2006-01-20 21:53:45

by [email protected]

[permalink] [raw]
Subject: sendfile() with 100 simultaneous 100MB files

I was reading this blog post about the lighttpd web server.
http://blog.lighttpd.net/articles/2005/11/11/optimizing-lighty-for-high-concurrent-large-file-downloads
It describes problems they are having downloading 100 simultaneous 100MB files.

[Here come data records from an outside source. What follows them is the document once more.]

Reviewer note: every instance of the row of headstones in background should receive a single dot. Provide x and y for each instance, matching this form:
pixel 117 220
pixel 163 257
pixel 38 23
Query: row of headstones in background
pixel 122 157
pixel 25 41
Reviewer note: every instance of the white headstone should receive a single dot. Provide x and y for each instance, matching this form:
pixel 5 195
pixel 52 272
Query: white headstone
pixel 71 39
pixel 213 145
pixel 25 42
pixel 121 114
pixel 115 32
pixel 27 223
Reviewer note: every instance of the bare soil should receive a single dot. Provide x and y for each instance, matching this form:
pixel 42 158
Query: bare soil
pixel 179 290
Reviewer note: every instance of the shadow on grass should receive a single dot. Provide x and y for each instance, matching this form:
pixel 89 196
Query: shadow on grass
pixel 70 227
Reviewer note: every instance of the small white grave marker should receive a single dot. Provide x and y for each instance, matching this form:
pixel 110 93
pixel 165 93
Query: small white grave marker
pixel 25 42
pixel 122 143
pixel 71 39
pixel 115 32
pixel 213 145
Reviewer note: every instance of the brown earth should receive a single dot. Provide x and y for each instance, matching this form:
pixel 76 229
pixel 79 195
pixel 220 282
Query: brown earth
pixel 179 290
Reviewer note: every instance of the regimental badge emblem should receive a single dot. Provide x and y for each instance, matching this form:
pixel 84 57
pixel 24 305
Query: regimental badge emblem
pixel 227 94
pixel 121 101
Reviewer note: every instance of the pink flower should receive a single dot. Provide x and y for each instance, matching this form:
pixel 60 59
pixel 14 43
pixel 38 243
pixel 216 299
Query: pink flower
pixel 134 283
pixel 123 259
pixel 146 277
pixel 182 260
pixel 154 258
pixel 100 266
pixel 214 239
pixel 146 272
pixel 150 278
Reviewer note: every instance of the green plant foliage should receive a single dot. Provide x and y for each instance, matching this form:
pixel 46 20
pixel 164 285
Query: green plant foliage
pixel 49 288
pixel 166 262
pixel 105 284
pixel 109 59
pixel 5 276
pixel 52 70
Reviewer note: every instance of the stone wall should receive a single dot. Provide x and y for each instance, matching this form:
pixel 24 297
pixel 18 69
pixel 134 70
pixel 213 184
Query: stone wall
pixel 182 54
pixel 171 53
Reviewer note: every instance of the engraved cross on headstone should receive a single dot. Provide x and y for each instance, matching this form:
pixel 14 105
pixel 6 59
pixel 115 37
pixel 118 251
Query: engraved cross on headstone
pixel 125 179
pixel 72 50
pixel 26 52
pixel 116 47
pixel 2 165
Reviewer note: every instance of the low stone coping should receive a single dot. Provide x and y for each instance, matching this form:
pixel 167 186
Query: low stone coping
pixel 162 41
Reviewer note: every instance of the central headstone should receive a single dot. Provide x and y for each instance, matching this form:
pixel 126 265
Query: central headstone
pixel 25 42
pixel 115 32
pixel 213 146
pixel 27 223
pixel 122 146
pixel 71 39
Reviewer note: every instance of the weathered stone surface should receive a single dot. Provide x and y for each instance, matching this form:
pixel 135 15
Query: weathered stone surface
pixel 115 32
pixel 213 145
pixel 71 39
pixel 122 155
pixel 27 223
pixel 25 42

In this post they complain about sendfile() getting into seek storms and
ending up in 72% IO wait. As a result they built a user space
mechanism to work around the problems.

I tried looking at how the kernel implements sendfile(), I have
minimal understanding of how the fs code works but it looks to me like
sendfile() is working a page at a time. I was looking for code that
does something like this...

1) Compute an adaptive window size and read ahead the appropriate
number of pages. A larger window would minimize disk seeks.

2) Something along the lines of as soon as a page is sent age the page
down in to the middle of page ages. That would allow for files that
are repeatedly sent, but also reduce thrashing from files that are not
sent frequently and shouldn't stay in the page cache.

Any other ideas why sendfile() would get into a seek storm?

--
Jon Smirl
[email protected]


2006-01-21 02:22:49

by Matti Aarnio

[permalink] [raw]
Subject: Re: sendfile() with 100 simultaneous 100MB files

On Fri, Jan 20, 2006 at 04:53:44PM -0500, Jon Smirl wrote:
> I was reading this blog post about the lighttpd web server.
> http://blog.lighttpd.net/articles/2005/11/11/optimizing-lighty-for-high-concurrent-large-file-downloads
> It describes problems they are having downloading 100 simultaneous 100MB files.

"more than 100 files of each more than 100 MB"

> In this post they complain about sendfile() getting into seek storms and
> ending up in 72% IO wait. As a result they built a user space
> mechanism to work around the problems.
>
> I tried looking at how the kernel implements sendfile(), I have
> minimal understanding of how the fs code works but it looks to me like
> sendfile() is working a page at a time. I was looking for code that
> does something like this...
>
> 1) Compute an adaptive window size and read ahead the appropriate
> number of pages. A larger window would minimize disk seeks.

Or maybe not.. larger main memory would help more. But there is
another issue...

> 2) Something along the lines of as soon as a page is sent age the page
> down in to the middle of page ages. That would allow for files that
> are repeatedly sent, but also reduce thrashing from files that are not
> sent frequently and shouldn't stay in the page cache.
>
> Any other ideas why sendfile() would get into a seek storm?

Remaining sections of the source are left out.